First Person: The River Runs Through Me
Home again, on the banks of the Allegheny

Pittsburgh Post-Gazette
26 July 2008

Eileen Reutzel Colianni

Last year at this time, during a leisurely dinner on my sister's deck in Mt. Lebanon, my grandson Dominic suddenly announced, "Gigi, moving away from the river was the worst mistake of your life!"

Appreciative chuckles all 'round, then all eyes turned toward me.

"Dominic!" I replied, "Why didn't you say so then? I might have reconsidered."

"I was too young to know it then."

Hmmm. The kid's right. He was merely 5 when my love for riverfront living got trampled by the nonstop noise of traffic clanging across the Hulton Bridge. (The volume had rocketed 400 percent from my arrival in 1992.)

After reading that noise while you are sleeping can significantly raise your blood pressure even when it doesn't wake you (and the bridge noise was waking me), I reluctantly resolved to move up the hill onto one of Oakmont's serene, tree-lined streets.

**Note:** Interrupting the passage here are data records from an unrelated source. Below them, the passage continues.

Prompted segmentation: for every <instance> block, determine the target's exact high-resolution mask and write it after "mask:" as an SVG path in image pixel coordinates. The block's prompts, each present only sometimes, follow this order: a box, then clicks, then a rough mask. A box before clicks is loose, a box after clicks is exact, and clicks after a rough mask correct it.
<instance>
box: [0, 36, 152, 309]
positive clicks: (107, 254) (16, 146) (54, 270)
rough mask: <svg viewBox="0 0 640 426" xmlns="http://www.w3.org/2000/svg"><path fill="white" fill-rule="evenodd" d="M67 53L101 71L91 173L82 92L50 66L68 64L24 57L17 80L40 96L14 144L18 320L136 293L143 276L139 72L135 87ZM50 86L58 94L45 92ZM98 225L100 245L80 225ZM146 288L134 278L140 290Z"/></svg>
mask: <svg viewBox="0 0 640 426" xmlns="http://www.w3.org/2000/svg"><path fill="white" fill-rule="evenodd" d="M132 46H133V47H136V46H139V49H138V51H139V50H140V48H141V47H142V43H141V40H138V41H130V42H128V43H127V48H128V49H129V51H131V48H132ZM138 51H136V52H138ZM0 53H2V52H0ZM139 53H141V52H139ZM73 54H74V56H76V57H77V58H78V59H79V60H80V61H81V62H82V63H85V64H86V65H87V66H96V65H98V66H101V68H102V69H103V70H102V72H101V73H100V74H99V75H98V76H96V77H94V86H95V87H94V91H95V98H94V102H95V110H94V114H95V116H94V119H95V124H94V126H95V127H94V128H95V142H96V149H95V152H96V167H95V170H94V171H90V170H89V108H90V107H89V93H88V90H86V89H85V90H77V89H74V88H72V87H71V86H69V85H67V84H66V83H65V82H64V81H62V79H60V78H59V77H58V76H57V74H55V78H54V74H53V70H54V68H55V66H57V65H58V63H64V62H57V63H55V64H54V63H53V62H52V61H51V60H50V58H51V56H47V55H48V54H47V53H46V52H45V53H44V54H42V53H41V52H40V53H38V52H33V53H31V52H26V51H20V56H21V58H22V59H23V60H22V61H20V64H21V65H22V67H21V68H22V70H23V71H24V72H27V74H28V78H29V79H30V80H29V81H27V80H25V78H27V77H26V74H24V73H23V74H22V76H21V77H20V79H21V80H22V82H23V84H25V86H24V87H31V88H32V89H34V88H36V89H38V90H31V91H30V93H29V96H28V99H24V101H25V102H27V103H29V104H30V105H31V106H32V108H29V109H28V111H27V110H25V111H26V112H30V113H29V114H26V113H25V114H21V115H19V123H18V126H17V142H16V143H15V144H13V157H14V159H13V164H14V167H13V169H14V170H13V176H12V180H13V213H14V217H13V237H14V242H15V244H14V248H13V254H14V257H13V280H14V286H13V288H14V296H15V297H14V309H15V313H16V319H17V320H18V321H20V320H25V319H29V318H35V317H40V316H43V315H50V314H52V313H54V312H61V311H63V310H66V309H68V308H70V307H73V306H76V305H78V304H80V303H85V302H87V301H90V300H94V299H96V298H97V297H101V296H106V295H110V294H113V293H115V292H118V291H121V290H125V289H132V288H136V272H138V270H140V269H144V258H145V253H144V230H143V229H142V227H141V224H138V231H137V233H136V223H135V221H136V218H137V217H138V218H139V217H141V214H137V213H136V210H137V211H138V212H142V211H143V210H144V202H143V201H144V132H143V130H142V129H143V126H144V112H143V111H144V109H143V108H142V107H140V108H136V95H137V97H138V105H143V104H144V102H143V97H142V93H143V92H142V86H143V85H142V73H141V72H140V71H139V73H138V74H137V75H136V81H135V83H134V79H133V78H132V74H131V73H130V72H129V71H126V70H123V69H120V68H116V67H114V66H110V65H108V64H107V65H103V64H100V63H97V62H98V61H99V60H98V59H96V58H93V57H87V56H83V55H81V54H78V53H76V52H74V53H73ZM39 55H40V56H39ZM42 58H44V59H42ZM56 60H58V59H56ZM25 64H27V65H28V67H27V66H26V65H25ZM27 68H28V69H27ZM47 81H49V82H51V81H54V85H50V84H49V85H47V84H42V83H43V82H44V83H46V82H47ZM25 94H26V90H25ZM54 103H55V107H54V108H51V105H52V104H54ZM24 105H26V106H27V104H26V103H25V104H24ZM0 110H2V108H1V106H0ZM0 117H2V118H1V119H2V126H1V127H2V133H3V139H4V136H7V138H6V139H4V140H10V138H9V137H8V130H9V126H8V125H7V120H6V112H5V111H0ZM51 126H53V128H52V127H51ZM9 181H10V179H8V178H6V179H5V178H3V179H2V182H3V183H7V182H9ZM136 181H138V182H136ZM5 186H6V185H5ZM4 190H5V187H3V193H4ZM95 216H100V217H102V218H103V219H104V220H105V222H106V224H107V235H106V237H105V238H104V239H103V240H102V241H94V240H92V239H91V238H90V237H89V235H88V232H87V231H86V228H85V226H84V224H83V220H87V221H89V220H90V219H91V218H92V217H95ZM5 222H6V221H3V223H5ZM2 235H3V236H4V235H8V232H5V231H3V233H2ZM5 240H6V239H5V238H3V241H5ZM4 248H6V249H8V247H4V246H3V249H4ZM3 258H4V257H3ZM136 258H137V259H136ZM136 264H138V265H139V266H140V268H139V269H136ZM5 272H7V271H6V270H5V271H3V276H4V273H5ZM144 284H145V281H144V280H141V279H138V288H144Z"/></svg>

In truth, I never felt completely at home up there, though the quiet I sought did prevail. And although the view from my front window was lovely and leafy, it never nourished me in the mysterious way simply gazing at the Allegheny River had for 11 years.

Then, Dominic's sagacious comment last summer converged with my own yearning for the river, increasing my sense of dislocation exponentially.

.I met a riverfront dweller in yoga class earlier this year. Even before I knew his name, I blurted out a request for him to inform me of any vacancies along the Allegheny. They occur rarely and disappear rapidly.

In March, my newfound friend came to class smiling and handed me a phone number. I called immediately. I visited the next day. I fell in love all over again. Six weeks later, I moved to a spot even closer to the Allegheny than previously and farther away from the busy bridge.

I'm smiling more now, calmed by the peace which ensues when one feels truly at home.

The first time Dominic visited, he rushed down the steps to the dock and skipped stones for 20 minutes. Mistake redeemed!

For my part, I am more entranced than ever by the simple act of watching the water's permutations whenever I have enough leisure to do so.

I've discovered that at dawn, the river glimmers with a veneer of golden light, announcing the rising sun before it's visible.

At midday, the surface sometimes becomes still, aglow in the emerald green of the foliage it's mirroring from the hillside.

At cocktail hour, when the sun's blazing, the Allegheny is a moving mass of glittering diamonds.

Best of all: When the moon is full or almost full, it shines a shimmering path of silver light from shore to shore.

As I sit watching, I often struggle to comprehend the magnetic power riverfront living exerts on me. Words fail as I try to capture my experience. Morning after morning, I walk straight to the view, even before coffee. The beauty I behold enlivens me, puts life's concerns -- major and minor -- into perspective.

I need to use someone else's words to get close to conveying the river's daily impact:

In Robert Barron's challenging book, "And Now I See ... a Theology of Transformation," he writes, "An encounter with the deeply beautiful is a meeting that shakes and changes the subject. The beautiful ... works its way into our bones, into the sinews of our life indelibly marking us ..."

Yes, that's it.

.I often wonder if my affinity for the river is connected to a vivid childhood memory. I grew up in South Oakland long before Pitt claimed it. One day, standing atop a hill at the edge of Frazier Field where we played pick-up ball, I noticed a winding ribbon of dark brown below. It was a river!

The Monongahela appeared almost immobile, a solid entity, weighed down by steel mill waste. In those days, few kids were tempted to clamber down the hill to explore water that didn't move. It was an unsightly stranger in the neighborhood. We averted our eyes from what we came to see as a necessary evil. If our dads were to work, the river would suffer. No one raised a voice to protest.

A half-century later, I stand on the bank of the Allegheny, watching water flow freely, white gulls hovering over it, geese and ducks on it, carp jumping up from beneath it, and all manner of boats streaming by. Some, alas, are too noisy, but decibel levels come nowhere near the 24/7 sounds that issue from the Hulton Bridge.

As I stand watching, I am also rejoicing. Three rivers, virtually dead, now teem with life. That seems to me to be akin to a miracle.

My second chance to be a daily river-watcher feels a bit miraculous as well.